Wit and a photographic memory help in the enjoyment. Churchill’s skit on Scot’s line when Labour left office is memorable; they departed “unwept, unhonoured, unloved” and unhanged! Bernard Soysa was gifted with a remarkable photographic memory and could declaim entire speeches of great historical merit – Frederick Douglas’s ‘What to the Slave is the Fourth of July?’ (1852); Lincoln’s Gettysburg Address (1863); Chief Joseph’s ‘Surrender Speech’ (1877); Churchill’s ‘Their finest hour’ (1940); Nehru’s ‘Tryst with Destiny’ (1947), and a fine declamation about Toussaint Louverture that I cannot now trace.
There is such a range of other material apart from snooty stuff – Stephen Jay Gould, Gerald Durrell, Richard Dawkins, Edward O Wilson in one corner, Stephen Hawing, John Gribbin, Fritjof Capra and hundreds more in another corner, and more corners to make science, ecology, cosmology, anthropology and much else interesting to everyman. Maybe I am overdoing it trying to sell the pleasures of reading to you adults, so it’s time to change track to a more difficult challenge. What to do about young people? Should one try to do anything at all? Shouldn’t one leave them to craft their own lives and imagination with their digital screens, amazing graphics and fancy joysticks? You see they’re damn good at it. Microsoft or some such outfit advises that when you have a problem with your iPhone or laptop “Try this, then try that, then try the help menu, then look up the manual, then go online for help, and finally if all else fails, send for a teenager”.

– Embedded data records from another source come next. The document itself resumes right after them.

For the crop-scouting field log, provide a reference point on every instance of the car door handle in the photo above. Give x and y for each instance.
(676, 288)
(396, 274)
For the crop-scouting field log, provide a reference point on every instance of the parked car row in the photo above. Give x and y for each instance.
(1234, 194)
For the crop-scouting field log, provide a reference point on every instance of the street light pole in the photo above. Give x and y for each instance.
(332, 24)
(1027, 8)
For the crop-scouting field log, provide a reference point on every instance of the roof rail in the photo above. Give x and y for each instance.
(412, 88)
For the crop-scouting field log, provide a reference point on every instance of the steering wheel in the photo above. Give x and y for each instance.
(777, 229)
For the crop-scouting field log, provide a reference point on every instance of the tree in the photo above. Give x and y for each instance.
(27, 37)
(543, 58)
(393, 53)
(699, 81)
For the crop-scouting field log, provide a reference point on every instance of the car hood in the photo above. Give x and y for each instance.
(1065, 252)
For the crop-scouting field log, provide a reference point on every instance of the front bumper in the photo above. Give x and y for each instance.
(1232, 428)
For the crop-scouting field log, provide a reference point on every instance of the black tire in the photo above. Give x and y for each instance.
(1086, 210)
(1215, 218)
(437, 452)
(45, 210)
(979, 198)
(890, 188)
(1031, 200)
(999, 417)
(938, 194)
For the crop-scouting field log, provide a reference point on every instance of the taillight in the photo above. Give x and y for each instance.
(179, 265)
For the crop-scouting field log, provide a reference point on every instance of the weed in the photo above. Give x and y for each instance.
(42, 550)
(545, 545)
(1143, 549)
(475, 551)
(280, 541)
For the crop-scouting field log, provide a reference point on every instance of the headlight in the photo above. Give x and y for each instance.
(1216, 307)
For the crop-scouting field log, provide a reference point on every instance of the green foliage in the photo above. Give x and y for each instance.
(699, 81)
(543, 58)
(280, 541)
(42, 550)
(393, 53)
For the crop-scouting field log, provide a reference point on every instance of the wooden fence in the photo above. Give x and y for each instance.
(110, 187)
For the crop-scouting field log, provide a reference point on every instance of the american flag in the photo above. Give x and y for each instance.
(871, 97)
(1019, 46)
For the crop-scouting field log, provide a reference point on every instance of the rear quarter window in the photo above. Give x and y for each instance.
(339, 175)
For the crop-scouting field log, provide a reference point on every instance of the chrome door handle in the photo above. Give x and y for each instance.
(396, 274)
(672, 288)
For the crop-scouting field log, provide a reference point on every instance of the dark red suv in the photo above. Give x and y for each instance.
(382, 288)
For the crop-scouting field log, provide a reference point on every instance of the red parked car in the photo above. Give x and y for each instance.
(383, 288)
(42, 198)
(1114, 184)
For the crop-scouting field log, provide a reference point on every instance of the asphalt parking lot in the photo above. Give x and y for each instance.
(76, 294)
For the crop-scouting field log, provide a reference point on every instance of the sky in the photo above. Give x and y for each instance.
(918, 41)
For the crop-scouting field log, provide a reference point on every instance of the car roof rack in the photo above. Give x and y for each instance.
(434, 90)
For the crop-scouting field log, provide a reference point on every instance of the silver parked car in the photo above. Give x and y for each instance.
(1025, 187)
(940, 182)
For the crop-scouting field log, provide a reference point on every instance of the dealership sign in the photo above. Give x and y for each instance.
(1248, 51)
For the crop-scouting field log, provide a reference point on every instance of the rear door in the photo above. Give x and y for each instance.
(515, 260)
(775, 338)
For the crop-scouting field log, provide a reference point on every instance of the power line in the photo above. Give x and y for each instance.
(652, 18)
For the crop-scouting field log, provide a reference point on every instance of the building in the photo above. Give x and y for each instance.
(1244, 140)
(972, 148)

I have four grand-brats, three are very young and not relevant to today’s column. But one, Yasmin, just turned 14. She is a voracious reader and still finding her way around. Perhaps she needs a little guidance but not obnoxious intrusion. Young people need to find their own way around but they also need a bit of steering. It’s a matter of putting all sorts of fodder in front of the horse and letting it pick what suits its palate. This is true of adults like this columnist as well.